Nous avons signé un accord social avec les syndicats. Le ministère de l'intérieur sera le seul à être mobilisé à 100 % et nous avons voulu mettre en place un travail d'accompagnement social. Je vais refuser des congés pour la période mi-juillet-mi-août ; en échange, l'accord prévoit plusieurs axes : une prime d'un montant maximum de 1 900 euros - elle sera au maximum pour les agents qui seront directement touchés en Île-de-France - ; le paiement direct des heures supplémentaires réalisées durant cette période ; un accompagnement social, par exemple par l'ouverture de structures d'accueil des enfants, etc.

Il est difficile de répondre aujourd'hui sur le coût total de ces mesures : il dépendra beaucoup des événements et de la manière dont les choses se passeront. Il n'est pas prévu à ce stade de projet de loi de finances rectificative.

Nous autoriserons dix jours de congés entre le 15 juin et le 15 septembre pour l'ensemble des agents du ministère de l'intérieur, mais aucun, pour les agents directement concernés, entre fin juillet et début août. Et toute la chaîne de commandement est évidemment concernée ; tout le monde sera là ! Les réserves seront toutes mobilisées et les élèves des écoles de gendarmerie et de police aussi.

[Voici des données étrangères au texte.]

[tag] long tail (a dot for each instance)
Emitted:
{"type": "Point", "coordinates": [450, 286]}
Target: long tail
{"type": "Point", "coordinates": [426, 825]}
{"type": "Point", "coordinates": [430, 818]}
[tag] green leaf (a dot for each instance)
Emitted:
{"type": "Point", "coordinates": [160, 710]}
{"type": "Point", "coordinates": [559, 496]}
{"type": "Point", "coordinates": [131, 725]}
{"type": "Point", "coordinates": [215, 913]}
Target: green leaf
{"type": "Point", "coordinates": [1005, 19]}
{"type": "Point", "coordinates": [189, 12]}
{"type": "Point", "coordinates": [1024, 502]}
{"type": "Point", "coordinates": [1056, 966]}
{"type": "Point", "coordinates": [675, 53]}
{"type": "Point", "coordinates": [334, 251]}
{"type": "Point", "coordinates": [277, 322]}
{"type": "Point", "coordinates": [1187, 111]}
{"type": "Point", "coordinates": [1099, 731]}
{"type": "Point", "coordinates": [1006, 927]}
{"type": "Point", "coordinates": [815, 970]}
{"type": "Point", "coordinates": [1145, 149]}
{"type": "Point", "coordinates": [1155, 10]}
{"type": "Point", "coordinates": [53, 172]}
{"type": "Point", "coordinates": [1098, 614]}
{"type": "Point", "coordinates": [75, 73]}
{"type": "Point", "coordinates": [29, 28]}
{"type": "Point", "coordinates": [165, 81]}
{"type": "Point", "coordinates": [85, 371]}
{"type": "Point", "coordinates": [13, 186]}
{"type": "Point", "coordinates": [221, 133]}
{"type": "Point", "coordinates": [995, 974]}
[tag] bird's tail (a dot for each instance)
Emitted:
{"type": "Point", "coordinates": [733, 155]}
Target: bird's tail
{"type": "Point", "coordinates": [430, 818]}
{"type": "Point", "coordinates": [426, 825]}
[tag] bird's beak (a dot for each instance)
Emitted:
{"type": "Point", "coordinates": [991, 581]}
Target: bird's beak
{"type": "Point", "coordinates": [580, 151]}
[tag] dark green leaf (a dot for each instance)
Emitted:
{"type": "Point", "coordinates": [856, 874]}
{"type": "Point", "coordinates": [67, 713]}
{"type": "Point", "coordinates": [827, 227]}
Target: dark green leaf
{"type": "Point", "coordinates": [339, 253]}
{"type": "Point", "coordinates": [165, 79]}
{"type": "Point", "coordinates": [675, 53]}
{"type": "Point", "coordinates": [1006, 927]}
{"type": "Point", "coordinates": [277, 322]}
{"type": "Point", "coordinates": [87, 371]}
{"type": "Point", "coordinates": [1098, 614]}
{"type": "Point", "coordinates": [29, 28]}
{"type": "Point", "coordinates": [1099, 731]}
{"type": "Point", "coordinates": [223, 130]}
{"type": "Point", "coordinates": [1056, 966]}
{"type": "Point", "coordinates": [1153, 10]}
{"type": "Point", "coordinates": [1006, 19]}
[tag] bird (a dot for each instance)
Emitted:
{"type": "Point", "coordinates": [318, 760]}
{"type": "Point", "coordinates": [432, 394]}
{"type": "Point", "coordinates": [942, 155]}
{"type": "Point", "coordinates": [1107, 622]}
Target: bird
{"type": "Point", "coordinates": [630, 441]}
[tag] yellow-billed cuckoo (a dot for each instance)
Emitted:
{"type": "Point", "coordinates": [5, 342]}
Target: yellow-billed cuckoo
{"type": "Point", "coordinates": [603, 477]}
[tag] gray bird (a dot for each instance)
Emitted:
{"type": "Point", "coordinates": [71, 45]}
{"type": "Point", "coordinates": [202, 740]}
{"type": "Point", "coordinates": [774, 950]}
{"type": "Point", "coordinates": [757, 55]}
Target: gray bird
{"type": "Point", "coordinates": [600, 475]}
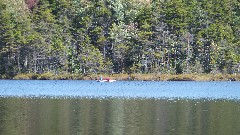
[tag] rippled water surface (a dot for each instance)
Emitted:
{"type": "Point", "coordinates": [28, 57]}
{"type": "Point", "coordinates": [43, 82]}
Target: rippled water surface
{"type": "Point", "coordinates": [119, 108]}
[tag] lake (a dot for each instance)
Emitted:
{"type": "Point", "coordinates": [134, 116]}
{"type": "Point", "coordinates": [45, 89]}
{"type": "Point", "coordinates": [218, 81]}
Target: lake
{"type": "Point", "coordinates": [35, 107]}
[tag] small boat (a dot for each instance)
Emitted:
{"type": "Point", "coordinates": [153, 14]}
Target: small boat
{"type": "Point", "coordinates": [106, 80]}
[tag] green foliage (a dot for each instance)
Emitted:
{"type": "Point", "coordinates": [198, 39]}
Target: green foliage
{"type": "Point", "coordinates": [123, 36]}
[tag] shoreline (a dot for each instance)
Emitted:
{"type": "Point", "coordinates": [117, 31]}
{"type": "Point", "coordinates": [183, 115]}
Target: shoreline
{"type": "Point", "coordinates": [126, 77]}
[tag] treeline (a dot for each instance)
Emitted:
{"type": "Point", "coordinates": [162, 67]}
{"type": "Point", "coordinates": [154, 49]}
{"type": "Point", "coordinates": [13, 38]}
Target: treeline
{"type": "Point", "coordinates": [119, 36]}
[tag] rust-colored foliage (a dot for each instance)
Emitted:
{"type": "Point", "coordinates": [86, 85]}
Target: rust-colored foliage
{"type": "Point", "coordinates": [31, 3]}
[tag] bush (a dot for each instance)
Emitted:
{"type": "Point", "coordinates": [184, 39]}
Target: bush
{"type": "Point", "coordinates": [21, 77]}
{"type": "Point", "coordinates": [46, 76]}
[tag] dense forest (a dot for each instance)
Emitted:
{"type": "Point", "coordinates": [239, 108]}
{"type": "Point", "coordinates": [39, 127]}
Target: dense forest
{"type": "Point", "coordinates": [119, 36]}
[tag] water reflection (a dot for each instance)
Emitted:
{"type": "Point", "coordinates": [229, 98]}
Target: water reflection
{"type": "Point", "coordinates": [113, 116]}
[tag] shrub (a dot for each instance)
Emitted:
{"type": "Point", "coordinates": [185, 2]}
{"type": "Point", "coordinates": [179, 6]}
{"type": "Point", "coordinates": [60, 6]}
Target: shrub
{"type": "Point", "coordinates": [21, 77]}
{"type": "Point", "coordinates": [46, 76]}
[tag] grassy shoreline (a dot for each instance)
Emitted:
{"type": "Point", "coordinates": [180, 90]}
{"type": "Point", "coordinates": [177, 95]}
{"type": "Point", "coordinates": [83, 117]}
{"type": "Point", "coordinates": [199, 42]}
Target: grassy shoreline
{"type": "Point", "coordinates": [138, 77]}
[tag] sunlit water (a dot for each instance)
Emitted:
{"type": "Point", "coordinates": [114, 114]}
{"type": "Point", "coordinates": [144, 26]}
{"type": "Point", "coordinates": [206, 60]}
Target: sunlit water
{"type": "Point", "coordinates": [119, 108]}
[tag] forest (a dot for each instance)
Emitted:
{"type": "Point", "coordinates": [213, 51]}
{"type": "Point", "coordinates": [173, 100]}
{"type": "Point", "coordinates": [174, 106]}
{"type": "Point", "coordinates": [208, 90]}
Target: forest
{"type": "Point", "coordinates": [119, 36]}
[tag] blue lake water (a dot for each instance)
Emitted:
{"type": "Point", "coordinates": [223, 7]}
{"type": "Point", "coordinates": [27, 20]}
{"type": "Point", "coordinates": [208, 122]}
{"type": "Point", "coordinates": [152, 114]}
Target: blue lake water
{"type": "Point", "coordinates": [124, 89]}
{"type": "Point", "coordinates": [36, 107]}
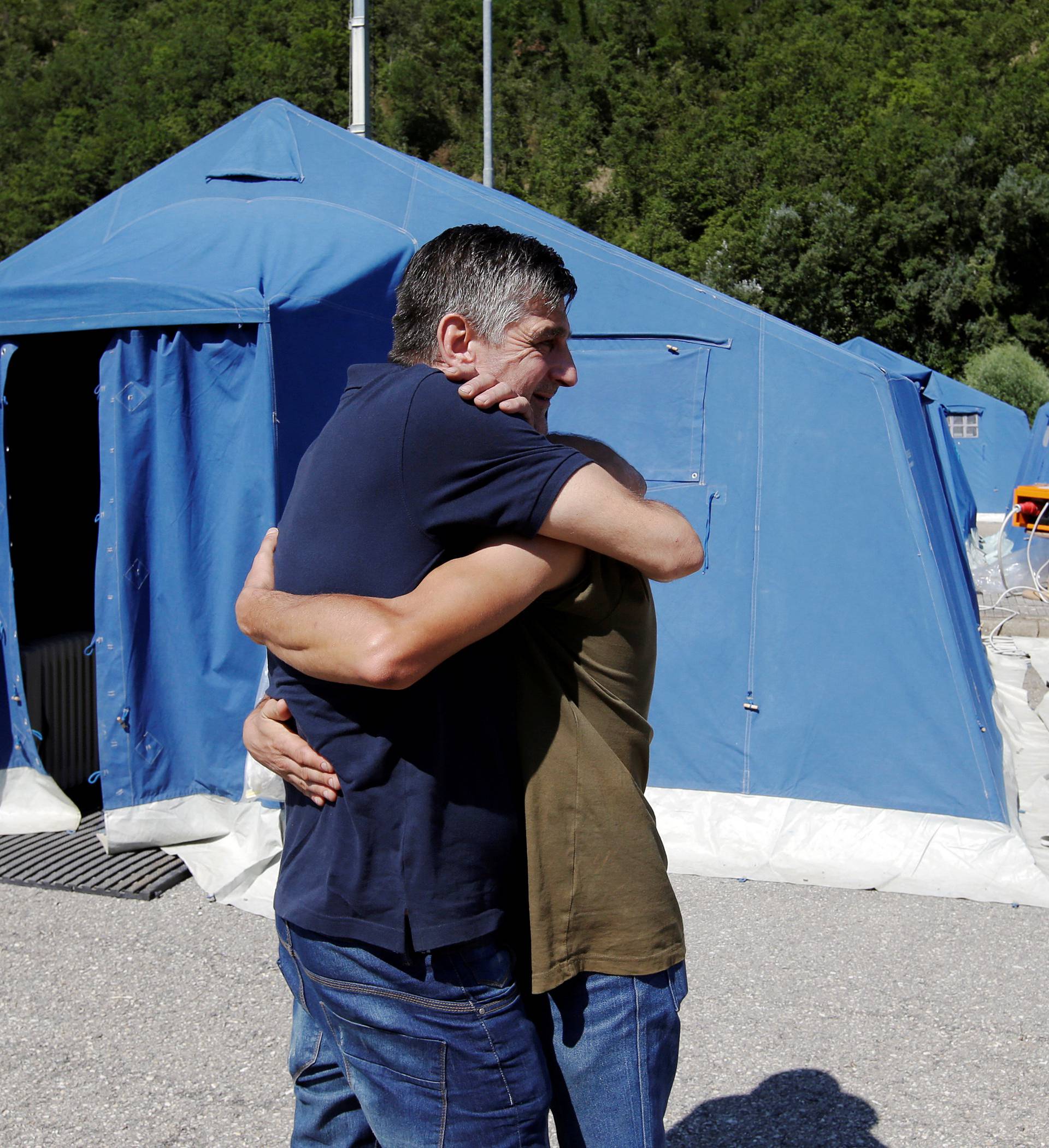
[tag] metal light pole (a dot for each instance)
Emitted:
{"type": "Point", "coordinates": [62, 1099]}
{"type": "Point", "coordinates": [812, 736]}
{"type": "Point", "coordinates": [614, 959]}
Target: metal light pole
{"type": "Point", "coordinates": [360, 80]}
{"type": "Point", "coordinates": [486, 6]}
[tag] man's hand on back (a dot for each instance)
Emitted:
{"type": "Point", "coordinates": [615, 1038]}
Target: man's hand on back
{"type": "Point", "coordinates": [275, 745]}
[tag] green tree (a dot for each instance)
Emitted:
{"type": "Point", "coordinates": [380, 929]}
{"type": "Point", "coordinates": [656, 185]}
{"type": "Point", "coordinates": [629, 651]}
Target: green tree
{"type": "Point", "coordinates": [1010, 374]}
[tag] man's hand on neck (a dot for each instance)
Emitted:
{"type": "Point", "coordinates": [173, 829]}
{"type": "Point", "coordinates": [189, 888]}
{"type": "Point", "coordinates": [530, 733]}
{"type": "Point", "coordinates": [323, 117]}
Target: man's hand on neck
{"type": "Point", "coordinates": [486, 392]}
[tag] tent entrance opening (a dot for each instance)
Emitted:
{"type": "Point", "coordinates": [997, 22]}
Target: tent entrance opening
{"type": "Point", "coordinates": [51, 432]}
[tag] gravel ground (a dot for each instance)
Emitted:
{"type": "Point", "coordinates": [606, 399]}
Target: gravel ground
{"type": "Point", "coordinates": [816, 1019]}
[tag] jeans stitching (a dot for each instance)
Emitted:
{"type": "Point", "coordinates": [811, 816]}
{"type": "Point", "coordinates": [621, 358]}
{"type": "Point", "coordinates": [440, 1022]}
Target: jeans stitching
{"type": "Point", "coordinates": [674, 996]}
{"type": "Point", "coordinates": [440, 1140]}
{"type": "Point", "coordinates": [347, 1069]}
{"type": "Point", "coordinates": [645, 1131]}
{"type": "Point", "coordinates": [349, 986]}
{"type": "Point", "coordinates": [291, 954]}
{"type": "Point", "coordinates": [309, 1063]}
{"type": "Point", "coordinates": [503, 1075]}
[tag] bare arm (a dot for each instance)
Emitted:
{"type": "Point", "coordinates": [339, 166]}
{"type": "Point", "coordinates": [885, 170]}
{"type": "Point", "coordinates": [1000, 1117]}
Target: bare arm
{"type": "Point", "coordinates": [391, 643]}
{"type": "Point", "coordinates": [598, 512]}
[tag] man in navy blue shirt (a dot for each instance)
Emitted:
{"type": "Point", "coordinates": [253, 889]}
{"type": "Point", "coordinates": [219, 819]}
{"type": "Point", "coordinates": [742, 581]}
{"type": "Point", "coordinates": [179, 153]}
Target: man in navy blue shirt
{"type": "Point", "coordinates": [408, 1028]}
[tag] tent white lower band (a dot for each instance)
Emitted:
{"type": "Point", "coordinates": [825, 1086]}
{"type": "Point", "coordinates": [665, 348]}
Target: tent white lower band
{"type": "Point", "coordinates": [771, 838]}
{"type": "Point", "coordinates": [231, 848]}
{"type": "Point", "coordinates": [31, 803]}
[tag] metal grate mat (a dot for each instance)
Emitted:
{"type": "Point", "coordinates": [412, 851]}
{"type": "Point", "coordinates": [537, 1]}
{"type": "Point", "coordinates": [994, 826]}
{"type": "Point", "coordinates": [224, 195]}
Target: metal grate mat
{"type": "Point", "coordinates": [77, 862]}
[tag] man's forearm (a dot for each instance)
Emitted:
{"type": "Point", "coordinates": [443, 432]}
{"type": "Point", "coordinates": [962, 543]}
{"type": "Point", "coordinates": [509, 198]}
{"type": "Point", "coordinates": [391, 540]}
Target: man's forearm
{"type": "Point", "coordinates": [607, 458]}
{"type": "Point", "coordinates": [328, 636]}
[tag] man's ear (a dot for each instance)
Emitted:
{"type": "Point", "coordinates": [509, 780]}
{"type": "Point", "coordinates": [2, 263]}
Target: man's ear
{"type": "Point", "coordinates": [455, 346]}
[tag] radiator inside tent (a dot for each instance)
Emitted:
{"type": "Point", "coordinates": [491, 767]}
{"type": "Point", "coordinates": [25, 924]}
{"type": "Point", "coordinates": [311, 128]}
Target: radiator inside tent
{"type": "Point", "coordinates": [52, 457]}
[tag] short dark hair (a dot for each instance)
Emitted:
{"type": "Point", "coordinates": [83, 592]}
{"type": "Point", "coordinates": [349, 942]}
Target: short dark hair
{"type": "Point", "coordinates": [488, 275]}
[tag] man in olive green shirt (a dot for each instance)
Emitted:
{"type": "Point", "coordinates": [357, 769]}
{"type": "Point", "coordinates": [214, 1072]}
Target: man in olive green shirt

Enfin, le fonds interministériel de prévention de la délinquance (FIPD) sera mobilisé. La ville de Saint-Denis par exemple bénéficiera d'un million d'euros pour des caméras de vidéoprotection. L'argent public sera bien utilisé !

Mme Marie-Pierre de La Gontrie, rapporteure. - Vous n'avez pas donné de précision concernant la base juridique nécessaire pour verser une prime aux policiers municipaux. Qu'en est-il ?

Par ailleurs, vous nous confirmez qu'il n'y a pas de problème pour les équipes cynophiles.

M. Gérald Darmanin, ministre. - En effet !

Mme Marie-Pierre de La Gontrie, rapporteure. - Et qu'en est-il pour le logement des agents de sécurité privée ?

M. Gérald Darmanin, ministre. - Je ne suis pas le ministre de tutelle, mais nous vous avons préparé une diapositive à ce sujet.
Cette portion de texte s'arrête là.